Должны ли они присягать на верность какому-нибудь диктатору? Разве единообразие философского Credo или Nesseio было бы столь же абсолютно желательным, как формула Concordia2 для разрозненных религиозных конфессий? Я не разделяю эту точку зрения; на самом деле, я считаю, что природа вопроса требует подхода, который напоминает известное изречение Лессинга и эпиграмму Шиллера. Если бы то, о чем мечтал Декарт, было возможно, если бы были найдены аксиомы, из которых могла бы возникнуть единственно верная система философии с той же непогрешимостью, с какой математика возникает из двенадцати евклидовых аксиом, то бесконечные споры, поглощающие столько энергии, были бы лишь бесплодными и печальными. Однако есть причины, о которых мы не можем не упомянуть, по которым такая надежда кажется напрасной.
Как субъективно, так и объективно, условия, в которых философская рефлексия борется за свои цели, таковы, что предварительное заключение мира между сторонами было бы скорее вредным, чем благоприятным для прогресса. Потому что, поскольку сущность вещей далеко не столь поверхностна, как многие предполагают, что они ее понимают; поскольку мы видим, что даже самые выдающиеся мыслители время от времени сталкиваются с трудными проблемами мира и терпят неудачи, заключение мира было бы скорее признаком затишья, чем триумфом.
Действительно, человек с нашей особой психической конституцией имеет множество объективных возможностей, которые могут быть толкованы субъективно. Каждый мыслитель в поисках истины прилагает все усилия, чтобы отстоять свои убеждения и встать на сторону самого непреодолимого противника – истины. Эта борьба и полемика, которые не дадут нам покоя, должны максимально напрячь наши силы и способствовать продвижению дела. «Если бы мы были богами, – говорит Платонов, – то не было бы никакой философии»3. – Философия включает в себя разнообразные философские направления, и важно, чтобы споры между ними разрешались на основе старой максиме «πολεμος πατηρ παντων» – борьбы всех против всех, а не слепой веры в догматы. История показывает, что софистика возникла как реакция на субъективизм и недостаток критического мышления в древнегреческой натурфилософии и метафизике. Однако благодаря Сократу и его борьбе с софистической диалектикой, истинная диалектика побеждает. Это победоносное противостояние также открывает путь к более глубокому пониманию «априорного» через противостояние между эмпиризмом Локка и идеями Декарта. В конечном счете, только объединение различных философских школ и рациональное обсуждение позволят нам достичь единства в философии.
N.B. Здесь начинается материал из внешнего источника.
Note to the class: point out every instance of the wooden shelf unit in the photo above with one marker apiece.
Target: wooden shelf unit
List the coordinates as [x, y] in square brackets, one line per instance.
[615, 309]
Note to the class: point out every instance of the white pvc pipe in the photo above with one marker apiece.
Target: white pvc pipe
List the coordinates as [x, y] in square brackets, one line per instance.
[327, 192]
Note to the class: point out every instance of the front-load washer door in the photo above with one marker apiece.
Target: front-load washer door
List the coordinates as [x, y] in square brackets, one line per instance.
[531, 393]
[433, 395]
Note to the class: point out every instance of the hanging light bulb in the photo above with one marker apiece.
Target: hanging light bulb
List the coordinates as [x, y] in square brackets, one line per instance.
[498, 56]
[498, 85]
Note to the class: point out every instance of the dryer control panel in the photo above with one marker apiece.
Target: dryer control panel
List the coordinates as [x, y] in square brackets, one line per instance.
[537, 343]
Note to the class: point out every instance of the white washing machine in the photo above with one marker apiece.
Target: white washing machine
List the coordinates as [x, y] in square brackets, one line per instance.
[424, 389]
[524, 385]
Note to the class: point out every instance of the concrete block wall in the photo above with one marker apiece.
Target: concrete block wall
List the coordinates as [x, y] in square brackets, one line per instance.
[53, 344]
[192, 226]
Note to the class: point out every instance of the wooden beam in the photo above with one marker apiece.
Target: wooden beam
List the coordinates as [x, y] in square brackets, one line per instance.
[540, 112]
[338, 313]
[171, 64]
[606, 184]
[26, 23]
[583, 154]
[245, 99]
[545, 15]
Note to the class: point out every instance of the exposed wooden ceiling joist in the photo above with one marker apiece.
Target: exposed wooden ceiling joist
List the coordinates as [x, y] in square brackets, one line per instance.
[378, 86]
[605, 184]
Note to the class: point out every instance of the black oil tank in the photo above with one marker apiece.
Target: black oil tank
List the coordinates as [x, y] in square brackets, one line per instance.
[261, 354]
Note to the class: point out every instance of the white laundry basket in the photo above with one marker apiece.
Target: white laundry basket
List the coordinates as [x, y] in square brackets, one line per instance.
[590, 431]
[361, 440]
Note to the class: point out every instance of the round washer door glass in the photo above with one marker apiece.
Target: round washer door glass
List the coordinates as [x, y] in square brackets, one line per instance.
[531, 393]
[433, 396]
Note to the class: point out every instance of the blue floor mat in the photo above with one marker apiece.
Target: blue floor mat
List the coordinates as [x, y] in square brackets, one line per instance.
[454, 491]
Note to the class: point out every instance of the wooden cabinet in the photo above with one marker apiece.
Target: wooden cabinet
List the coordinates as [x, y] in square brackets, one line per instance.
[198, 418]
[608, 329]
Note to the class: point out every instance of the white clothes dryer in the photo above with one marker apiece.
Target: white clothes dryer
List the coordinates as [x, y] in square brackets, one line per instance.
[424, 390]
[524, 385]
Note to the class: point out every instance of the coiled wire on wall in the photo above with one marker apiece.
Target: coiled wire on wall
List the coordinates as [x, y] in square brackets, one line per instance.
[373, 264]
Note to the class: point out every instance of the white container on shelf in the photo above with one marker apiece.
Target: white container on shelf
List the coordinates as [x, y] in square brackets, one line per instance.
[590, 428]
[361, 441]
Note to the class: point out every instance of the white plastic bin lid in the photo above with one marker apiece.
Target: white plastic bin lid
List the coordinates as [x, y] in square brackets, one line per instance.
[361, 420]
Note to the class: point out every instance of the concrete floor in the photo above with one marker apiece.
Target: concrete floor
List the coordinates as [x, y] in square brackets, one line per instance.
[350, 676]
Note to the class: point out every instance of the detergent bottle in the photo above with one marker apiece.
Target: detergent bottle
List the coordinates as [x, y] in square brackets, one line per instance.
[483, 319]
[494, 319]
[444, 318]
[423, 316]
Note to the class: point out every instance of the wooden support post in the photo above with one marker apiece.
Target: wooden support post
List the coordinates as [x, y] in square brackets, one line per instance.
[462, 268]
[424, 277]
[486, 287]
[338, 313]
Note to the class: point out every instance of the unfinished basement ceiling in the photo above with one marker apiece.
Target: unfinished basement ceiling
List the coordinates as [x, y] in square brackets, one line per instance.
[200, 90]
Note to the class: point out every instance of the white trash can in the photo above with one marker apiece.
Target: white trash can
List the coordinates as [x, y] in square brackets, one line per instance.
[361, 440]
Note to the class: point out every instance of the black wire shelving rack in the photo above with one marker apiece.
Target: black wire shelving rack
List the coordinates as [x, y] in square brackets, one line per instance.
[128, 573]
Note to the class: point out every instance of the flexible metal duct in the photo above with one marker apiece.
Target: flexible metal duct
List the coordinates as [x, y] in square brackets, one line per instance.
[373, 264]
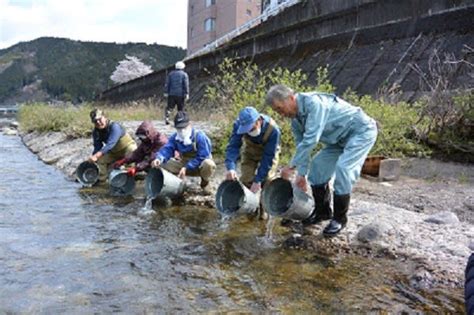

В отличие от универсализма, на котором основывалась философия Спинозы, Лейбниц был стимулирован к более глубокому пониманию индивидуальности. Благодаря критическому материализму и скептицизму энциклопедистов и Давида Юма, был развеян оптимизм Лейбница и подобные бесплодные споры, которые преобладали в немецкой философии XVIII века. Это создало основу для чистоты в интеллектуальной атмосфере, которая была нарушена появлением «Критики» Канта. Девятнадцатый век подарил нам подобное зрелище, но на более высоком уровне, и, кажется, последний акт этого зрелища еще не наступил.
Цель данного текста не заключается в оправдании философских споров, а скорее в защите философского плюрализма. Здесь мы говорим о серьезной и честной конкуренции идей, а не простом разногласии. Важно учитывать огромное разнообразие точек зрения, при этом соблюдая принцип «послушайте и другую сторону» и осознавая, что есть время и место для молчания. При этом мы предполагаем, что, несмотря на субъективные разногласия, существует только одна объективная истина, к которой мы, возможно, сможем приблизиться.